Imperceptible Adversarial Attack on Deep Neural Networks from Image Boundary

TL;DR

This paper introduces a novel adversarial attack method that manipulates image boundaries to fool deep neural networks with high success and imperceptibility, revealing new insights into AE construction.

Contribution

It proposes a boundary-focused adversarial attack that effectively exploits DNN boundary attention, a novel perspective in AE research.

Findings

Achieves 95.2% success rate with only 32% of image content.

High average peak signal-to-noise ratio of 41.37 dB indicating imperceptibility.

Boundary manipulation significantly influences DNN attention and attack success.

Abstract

Although Deep Neural Networks (DNNs), such as the convolutional neural networks (CNN) and Vision Transformers (ViTs), have been successfully applied in the field of computer vision, they are demonstrated to be vulnerable to well-sought Adversarial Examples (AEs) that can easily fool the DNNs. The research in AEs has been active, and many adversarial attacks and explanations have been proposed since they were discovered in 2014. The mystery of the AE's existence is still an open question, and many studies suggest that DNN training algorithms have blind spots. The salient objects usually do not overlap with boundaries; hence, the boundaries are not the DNN model's attention. Nevertheless, recent studies show that the boundaries can dominate the behavior of the DNN models. Hence, this study aims to look at the AEs from a different perspective and proposes an imperceptible adversarial attack that systemically attacks the input image boundary for finding the AEs.
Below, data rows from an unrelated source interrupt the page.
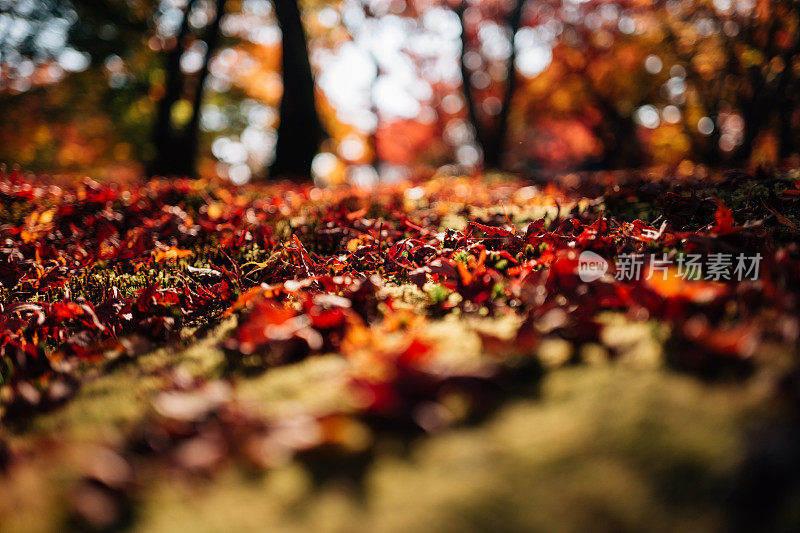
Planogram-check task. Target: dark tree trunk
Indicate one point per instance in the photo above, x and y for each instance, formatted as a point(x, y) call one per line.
point(192, 131)
point(168, 159)
point(492, 140)
point(300, 131)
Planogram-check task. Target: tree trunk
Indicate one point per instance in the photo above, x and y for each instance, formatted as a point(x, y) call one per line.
point(300, 130)
point(192, 131)
point(168, 159)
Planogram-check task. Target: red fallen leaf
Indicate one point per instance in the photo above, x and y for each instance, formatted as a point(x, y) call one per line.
point(782, 219)
point(415, 354)
point(795, 191)
point(674, 286)
point(61, 311)
point(740, 340)
point(494, 231)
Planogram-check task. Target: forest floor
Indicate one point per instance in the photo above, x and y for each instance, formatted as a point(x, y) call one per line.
point(188, 355)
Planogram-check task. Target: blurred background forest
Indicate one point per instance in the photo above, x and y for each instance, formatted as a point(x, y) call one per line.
point(390, 88)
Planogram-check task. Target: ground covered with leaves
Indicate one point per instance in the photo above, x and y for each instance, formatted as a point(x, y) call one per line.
point(185, 354)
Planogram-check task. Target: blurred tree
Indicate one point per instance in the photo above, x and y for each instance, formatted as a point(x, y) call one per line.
point(176, 126)
point(490, 132)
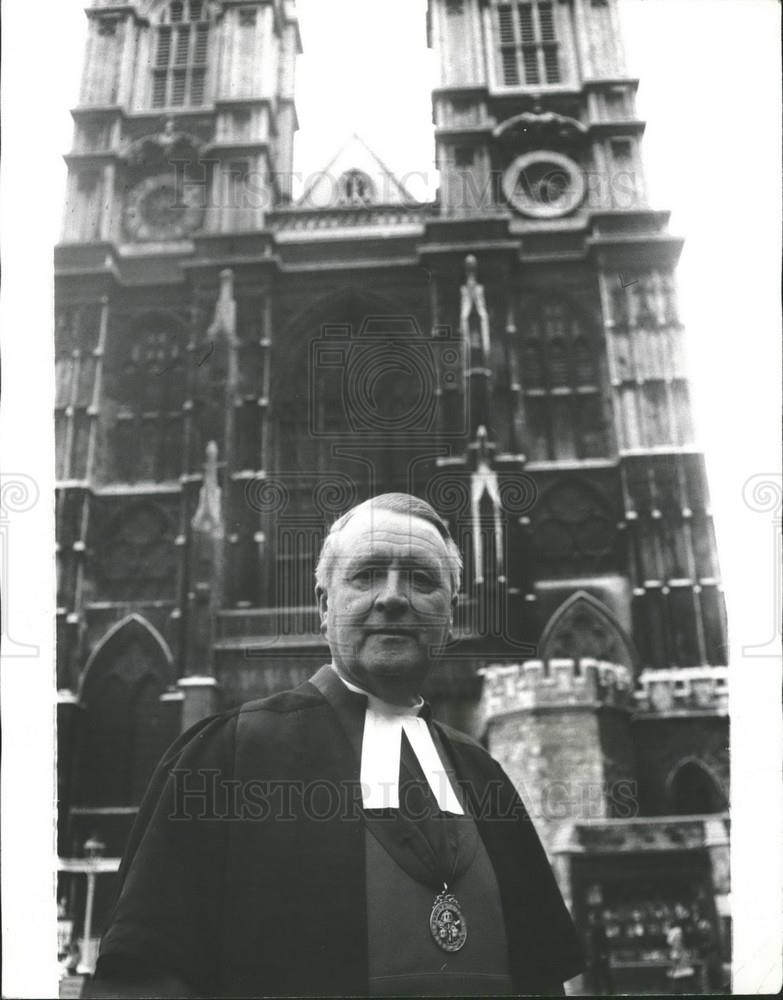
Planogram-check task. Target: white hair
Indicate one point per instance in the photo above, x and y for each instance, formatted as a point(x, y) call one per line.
point(397, 503)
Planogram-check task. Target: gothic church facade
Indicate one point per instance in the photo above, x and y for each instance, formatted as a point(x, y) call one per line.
point(236, 366)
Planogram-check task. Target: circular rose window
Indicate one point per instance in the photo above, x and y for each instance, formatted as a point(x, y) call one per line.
point(163, 208)
point(544, 185)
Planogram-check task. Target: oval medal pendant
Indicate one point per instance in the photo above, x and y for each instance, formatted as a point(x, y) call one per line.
point(448, 926)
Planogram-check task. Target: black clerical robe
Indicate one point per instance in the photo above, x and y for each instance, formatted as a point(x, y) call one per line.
point(245, 871)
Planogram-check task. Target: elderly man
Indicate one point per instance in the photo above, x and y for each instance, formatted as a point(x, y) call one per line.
point(335, 839)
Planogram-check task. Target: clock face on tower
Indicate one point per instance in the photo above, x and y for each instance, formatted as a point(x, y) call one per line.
point(163, 208)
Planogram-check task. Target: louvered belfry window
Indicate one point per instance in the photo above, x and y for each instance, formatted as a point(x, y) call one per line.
point(527, 43)
point(561, 384)
point(181, 55)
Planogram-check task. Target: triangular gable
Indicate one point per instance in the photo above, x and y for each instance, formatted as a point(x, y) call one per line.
point(326, 188)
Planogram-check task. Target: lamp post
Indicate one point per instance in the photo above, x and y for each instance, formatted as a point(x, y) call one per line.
point(93, 849)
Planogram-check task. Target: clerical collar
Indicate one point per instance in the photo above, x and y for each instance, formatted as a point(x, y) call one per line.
point(378, 704)
point(384, 725)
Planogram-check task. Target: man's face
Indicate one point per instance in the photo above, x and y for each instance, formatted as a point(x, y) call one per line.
point(387, 607)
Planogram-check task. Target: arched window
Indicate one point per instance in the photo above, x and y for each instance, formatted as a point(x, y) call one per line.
point(560, 368)
point(356, 188)
point(693, 790)
point(147, 385)
point(126, 726)
point(528, 44)
point(181, 55)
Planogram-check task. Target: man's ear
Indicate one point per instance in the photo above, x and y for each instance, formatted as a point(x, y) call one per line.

The experimental results have shown that the proposed boundary attacking method effectively attacks six CNN models and the ViT using only 32% of the input image content (from the boundaries) with an average success rate (SR) of 95.2% and an average peak signal-to-noise ratio of 41.37 dB. Correlation analyses are conducted, including the relation between the adversarial boundary's width and the SR and how the adversarial boundary changes the DNN model's attention. This paper's discoveries can potentially advance the understanding of AEs and provide a different perspective on how AEs can be constructed.